2007 is currently on track with Ontario's smoggiest year yet, which was
2005, when the province recorded 60 smog days. So far this year there have
been 28 smog days, according to the Ministry of the Environment's Air Quality
Please see the OMA Smog Myths & Health Realities fact sheet to find out
more about smog.
Smog Myths and Health Realities
Smog Myth No.1 - Smog only affects asthmatics and those suffering from
other major respiratory conditions.
Health Reality - Smog can affect everyone. Certain groups of people are
at a greater health risk including children, seniors, people with preexisting
lung and heart conditions and people who work and exercise outdoors. Although
smog makes asthmatics and others with respiratory conditions ill every year,
smog-related deaths are more often the result of cardiac causes than
respiratory ones. This is of particular concern because many people with heart
conditions are not aware of them, or that they are more vulnerable to smog.
Smog Myth No.2 - As long as there is no Smog Alert, it is perfectly safe
Health Reality - Smog advisories or alerts are usually issued by the
Ministry of the Environment when high smog levels are expected to persist over
a large area. As there is no threshold for smog's health impact, such alerts
cannot be fully protective of those in the population who are most vulnerable.
Many asthmatics, for instance, feel the impact of pollution at levels well
below the smog alert level.
Smog Myth No.3 - Since running the air conditioner will contribute to
pollution, everyone should turn theirs off.
Health Reality - Although air conditioners do contribute to smog and
shouldn't be abused, they are also an important defence against the combined
effects of heat, allergens and pollution. If you have a known cardiac or
respiratory condition, are young or elderly or are suffering the effects of
dirty air, getting into a cool, clean environment is recommended.

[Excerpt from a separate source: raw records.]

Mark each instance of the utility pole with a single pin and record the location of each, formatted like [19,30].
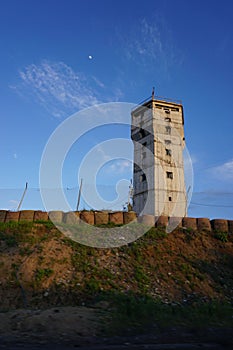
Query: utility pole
[24,192]
[79,194]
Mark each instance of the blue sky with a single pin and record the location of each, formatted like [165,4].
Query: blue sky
[58,57]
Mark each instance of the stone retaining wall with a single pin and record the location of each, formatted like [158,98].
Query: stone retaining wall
[118,218]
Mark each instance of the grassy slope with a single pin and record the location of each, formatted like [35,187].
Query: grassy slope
[40,267]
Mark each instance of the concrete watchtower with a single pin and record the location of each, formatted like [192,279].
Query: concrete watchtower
[157,132]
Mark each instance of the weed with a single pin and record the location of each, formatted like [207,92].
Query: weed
[40,274]
[221,236]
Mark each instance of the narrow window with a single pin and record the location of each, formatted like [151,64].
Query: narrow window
[143,155]
[142,133]
[169,175]
[142,178]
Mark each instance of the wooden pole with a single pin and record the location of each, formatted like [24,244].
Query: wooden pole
[79,194]
[24,192]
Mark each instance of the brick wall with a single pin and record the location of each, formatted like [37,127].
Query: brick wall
[118,217]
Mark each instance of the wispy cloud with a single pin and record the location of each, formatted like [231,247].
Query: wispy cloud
[224,171]
[150,44]
[120,166]
[57,87]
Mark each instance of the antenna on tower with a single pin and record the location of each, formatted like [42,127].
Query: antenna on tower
[153,92]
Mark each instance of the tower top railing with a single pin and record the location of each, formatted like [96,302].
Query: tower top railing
[158,98]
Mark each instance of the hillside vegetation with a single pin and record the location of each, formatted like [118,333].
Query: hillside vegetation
[42,268]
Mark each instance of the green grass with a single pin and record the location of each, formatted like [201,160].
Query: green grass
[132,312]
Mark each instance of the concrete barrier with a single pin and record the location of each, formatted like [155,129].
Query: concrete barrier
[175,222]
[148,220]
[101,218]
[87,216]
[129,216]
[219,225]
[41,215]
[71,218]
[162,221]
[12,216]
[203,224]
[56,216]
[3,215]
[190,223]
[116,217]
[26,215]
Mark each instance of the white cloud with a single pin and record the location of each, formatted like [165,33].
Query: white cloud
[120,166]
[224,171]
[57,87]
[149,43]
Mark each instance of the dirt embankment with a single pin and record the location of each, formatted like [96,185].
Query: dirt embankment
[52,278]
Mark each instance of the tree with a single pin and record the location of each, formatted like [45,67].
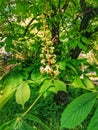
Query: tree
[45,38]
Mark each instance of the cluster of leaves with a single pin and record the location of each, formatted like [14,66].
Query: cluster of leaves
[73,26]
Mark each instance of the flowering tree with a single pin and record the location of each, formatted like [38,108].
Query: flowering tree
[45,39]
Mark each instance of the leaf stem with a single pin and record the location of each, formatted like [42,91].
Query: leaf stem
[31,105]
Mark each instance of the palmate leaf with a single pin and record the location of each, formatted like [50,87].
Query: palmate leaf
[77,110]
[93,125]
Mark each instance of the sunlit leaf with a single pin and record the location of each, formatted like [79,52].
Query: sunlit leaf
[22,93]
[93,125]
[77,110]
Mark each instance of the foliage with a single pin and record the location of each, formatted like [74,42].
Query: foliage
[44,40]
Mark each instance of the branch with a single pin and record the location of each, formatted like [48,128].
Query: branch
[27,27]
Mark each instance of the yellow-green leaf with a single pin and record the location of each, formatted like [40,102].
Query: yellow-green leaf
[22,93]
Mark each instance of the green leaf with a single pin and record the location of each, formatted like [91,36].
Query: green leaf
[77,83]
[77,110]
[10,83]
[37,120]
[16,124]
[93,125]
[88,83]
[46,84]
[85,40]
[22,93]
[59,85]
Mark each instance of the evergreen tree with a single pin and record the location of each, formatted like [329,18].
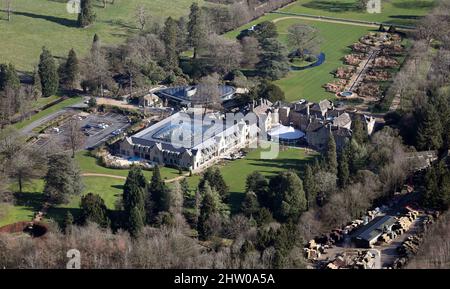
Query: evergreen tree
[392,29]
[359,134]
[196,28]
[310,187]
[185,187]
[87,15]
[290,199]
[246,248]
[68,221]
[48,73]
[133,199]
[273,63]
[250,205]
[441,102]
[331,155]
[343,169]
[265,30]
[62,180]
[169,37]
[158,193]
[69,71]
[92,102]
[135,221]
[437,186]
[93,209]
[429,133]
[207,209]
[8,77]
[37,85]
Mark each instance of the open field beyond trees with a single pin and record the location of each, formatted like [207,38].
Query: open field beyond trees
[404,12]
[47,23]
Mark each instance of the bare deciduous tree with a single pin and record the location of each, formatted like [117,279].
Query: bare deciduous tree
[142,16]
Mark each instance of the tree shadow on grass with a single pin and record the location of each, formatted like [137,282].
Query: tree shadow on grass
[58,214]
[416,4]
[282,164]
[332,6]
[119,187]
[30,200]
[58,20]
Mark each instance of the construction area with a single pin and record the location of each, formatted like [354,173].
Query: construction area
[385,237]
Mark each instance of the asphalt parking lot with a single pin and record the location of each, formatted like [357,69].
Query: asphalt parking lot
[90,126]
[95,134]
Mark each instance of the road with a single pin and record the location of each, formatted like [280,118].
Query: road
[29,128]
[341,20]
[325,20]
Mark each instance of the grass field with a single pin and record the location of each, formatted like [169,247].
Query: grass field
[88,164]
[405,12]
[307,84]
[50,110]
[110,189]
[235,172]
[37,23]
[32,198]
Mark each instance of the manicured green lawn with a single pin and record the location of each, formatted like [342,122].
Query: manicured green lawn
[10,214]
[32,199]
[307,84]
[110,189]
[404,12]
[50,110]
[88,164]
[235,172]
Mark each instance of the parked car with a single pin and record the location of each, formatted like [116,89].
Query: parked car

Smog Myth No.4 - If it's smoggy, all sporting events and outdoor
activities should be cancelled.
Health Reality - In most cases the benefits of physical activity outweigh
the dangers of smog for healthy adults and children alike. Use your common
sense, monitor your activities and those of your family. Reduce your exertion,
schedule rest breaks and stay hydrated, but pay special attention to those
with pre-existing health conditions. Toning down outdoor activities may be
appropriate in the smog, eliminating them altogether is seldom necessary.
Generally speaking, rescheduling strenuous activities to earlier in the day
when the pollution levels are lower is also a good option.
Please see a physician if you are unsure of your health, or need advice
on how to manage a pre-existing medical condition.